Rebels want to “take their country back,” sounding like Tim Pawlenty recently. The rebels are leaderless (maybe Pawlenty could help them).
Mr. Gadhafi apparently threatened slaughtering Libyans who opposed him. Do we stand by, or try stopping it? We’ve no right to “get” Gadhafi — it’s not our country. It would further damage the U.S. world image, especially the Middle East, where all that oil is just waiting for people like the Koch brothers, or Dick Cheney.
The U.S. would look almost as bad doing nothing. Like Pontius Pilate, we’ll initiate a no-fly zone, then wash our hands of it quickly.
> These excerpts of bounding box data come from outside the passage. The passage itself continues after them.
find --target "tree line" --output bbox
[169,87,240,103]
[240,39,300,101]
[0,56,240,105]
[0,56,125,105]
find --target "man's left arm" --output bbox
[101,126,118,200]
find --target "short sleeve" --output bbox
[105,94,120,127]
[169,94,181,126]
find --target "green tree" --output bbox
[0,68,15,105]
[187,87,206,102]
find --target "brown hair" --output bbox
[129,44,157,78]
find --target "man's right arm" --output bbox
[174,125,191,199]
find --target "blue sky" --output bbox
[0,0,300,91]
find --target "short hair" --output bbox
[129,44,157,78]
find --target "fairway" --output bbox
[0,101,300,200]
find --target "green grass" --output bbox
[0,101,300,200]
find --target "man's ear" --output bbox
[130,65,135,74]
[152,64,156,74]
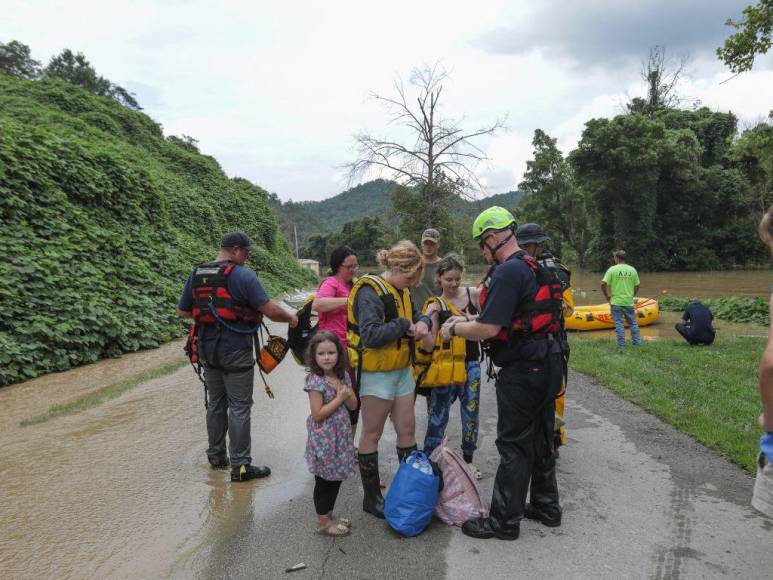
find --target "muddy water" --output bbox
[0,322,308,578]
[464,266,773,340]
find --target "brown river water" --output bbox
[463,266,773,340]
[0,267,773,578]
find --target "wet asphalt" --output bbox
[0,326,773,580]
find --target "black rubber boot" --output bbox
[395,443,418,463]
[357,451,384,520]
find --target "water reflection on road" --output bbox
[0,326,309,578]
[463,266,773,340]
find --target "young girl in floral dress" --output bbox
[303,330,357,536]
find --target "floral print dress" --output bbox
[303,373,357,481]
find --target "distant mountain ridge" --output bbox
[271,179,523,246]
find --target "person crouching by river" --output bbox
[347,241,431,518]
[311,246,360,437]
[752,206,773,518]
[303,330,357,536]
[417,255,481,479]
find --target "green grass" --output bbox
[570,333,765,473]
[19,359,188,427]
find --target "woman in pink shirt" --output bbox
[311,246,360,434]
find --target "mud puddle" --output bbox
[0,324,308,578]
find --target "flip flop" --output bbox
[318,522,349,538]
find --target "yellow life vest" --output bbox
[346,274,413,372]
[413,296,467,387]
[564,287,574,318]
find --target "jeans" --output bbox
[612,305,641,348]
[424,360,480,457]
[204,348,255,467]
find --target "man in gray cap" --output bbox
[411,228,442,310]
[177,232,298,481]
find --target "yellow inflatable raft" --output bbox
[566,298,660,330]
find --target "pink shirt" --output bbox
[317,276,352,348]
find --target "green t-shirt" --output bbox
[603,264,639,306]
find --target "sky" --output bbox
[0,0,773,201]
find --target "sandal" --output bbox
[318,522,349,538]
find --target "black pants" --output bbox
[314,475,341,516]
[674,323,714,344]
[491,354,563,532]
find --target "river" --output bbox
[463,266,773,340]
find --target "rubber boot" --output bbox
[357,451,384,519]
[395,443,418,463]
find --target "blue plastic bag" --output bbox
[384,451,440,538]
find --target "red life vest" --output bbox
[191,260,262,331]
[480,254,563,341]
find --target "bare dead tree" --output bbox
[626,46,700,117]
[344,64,504,202]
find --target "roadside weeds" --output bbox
[569,333,765,473]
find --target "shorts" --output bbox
[752,453,773,518]
[360,367,416,401]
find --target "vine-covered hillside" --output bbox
[0,73,313,385]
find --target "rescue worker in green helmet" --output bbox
[440,207,561,540]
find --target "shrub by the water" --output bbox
[658,296,770,326]
[0,73,315,385]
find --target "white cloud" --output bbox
[0,0,773,200]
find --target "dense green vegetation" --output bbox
[520,107,773,270]
[717,0,773,74]
[0,73,314,385]
[658,296,770,326]
[569,333,765,473]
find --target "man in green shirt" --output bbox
[601,250,641,348]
But now Gadhafi could simply wait us out, not attacking the rebels, knowing as soon as we pulled out, he could go right after them again. We don’t dare withdraw.
Of course, we have sanctions, which we used before attacking and invading Iraq. Sanctions resulted in deaths of an estimated 500,000 Iraqi children. Mr. Hussein remained in power, plenty to eat, warm, comfortable.
The common people suffer under sanctions: road workers, union members, clerks, teachers, carpenters, laborers, children, elderly.
Dr. Phil should solve this problem, not politicians.
Our real leaders, the ones seldom heard, foment the rest of us to push for democracy everywhere, getting us really excited about Middle East uprisings. These leaders, that 20 percent who own 84 percent of everything (New York Times 3-21-11), learned that democracy is the easiest way to control people — far better than the dictatorship George W. Bush always wished he had.
Because if you control the money, you can dictate how democracies will function.
The trick is getting everyone, even the so-called religious leaders, to value money over all else.